Monday, April 11, 2011

Why do I do this?

As I write the final chapter of my latest novel I know that act will not mean that the work is done, but that I have merely reached the bottom of a steep months-long rewrite slope, a slope that I must climb while carrying the burden of the work's assumptions and mistakes on my back. Should I go on or should I abandon the work of a few years of on-again, off-again development? Will the finished product be worth reading? Am I just kidding myself that this is worth the effort?

I doubt I'm the only writer to face these issues, not the only one who wonders why they make the effort.

Why do I do it when I realize that I am never going to be as good as the writers I admire, never going to win awards, and probably will be brutalized by those critics who bother to read the finished work? In fact, I doubt that this particular novel will ever see the desk of an agent, much less that of an editor, given the sorry state of publishing and the byzantine process through which an author attempts to reach the reader. Eventual remuneration is, of course, beyond any hope of expectation.

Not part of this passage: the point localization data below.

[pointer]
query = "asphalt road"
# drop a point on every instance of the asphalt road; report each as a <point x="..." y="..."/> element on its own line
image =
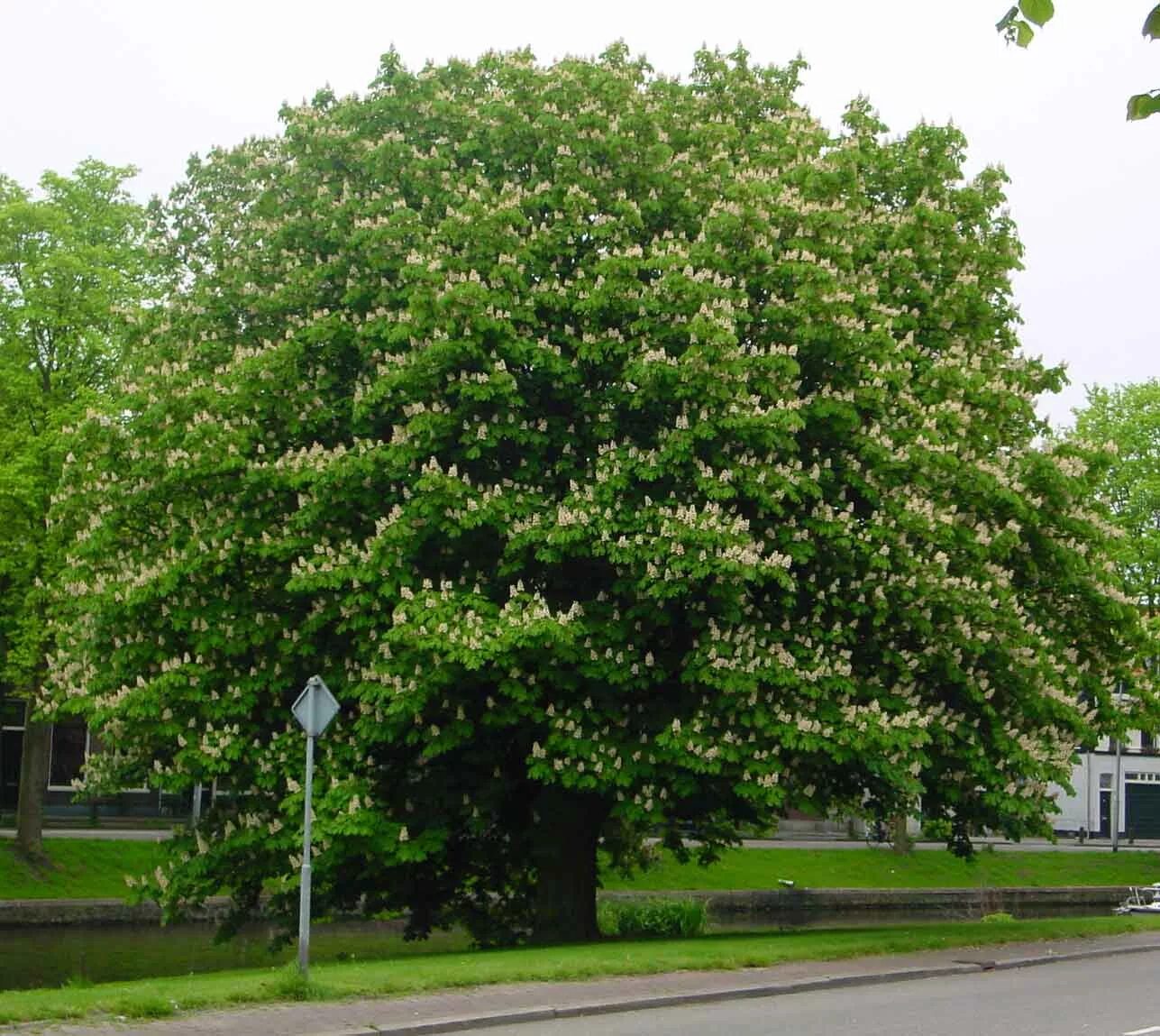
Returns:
<point x="1104" y="996"/>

So why push on to finish the damn thing? Why give up time better spent on other endeavors when hope is so diminished? Why attempt the drawn-out novel form when short works provide a quicker response? I ask myself this question at the end of each draft chapter and after each unsatisfactory rewritten passage.

Here is my answer for today, which may be different from anyone elses', and probably different from my own thoughts in a week or two. But for now, for this moment, for this day, I provide my answer.

I keep on working at this novel because I love my protagonist, his tribulations and triumphs and the choices he must make. I do so because I love the sweep of the background and the cast of characters that have exploded from my muse into a reality on the page. I am intrigued by the challenges they face and overcome, the twists and turns of the plot, and the interweaving of story arcs.

I keep on writing this novel because there is a joy in crafting a story out of cold words and giving them emotional voice.

I keep writing because I enjoy the art of making a line parse properly, and of building scenes that contains all of the necessary elements and are a pleasure to read.

Finally, I will keep writing because there is the simple satisfaction of a job well done.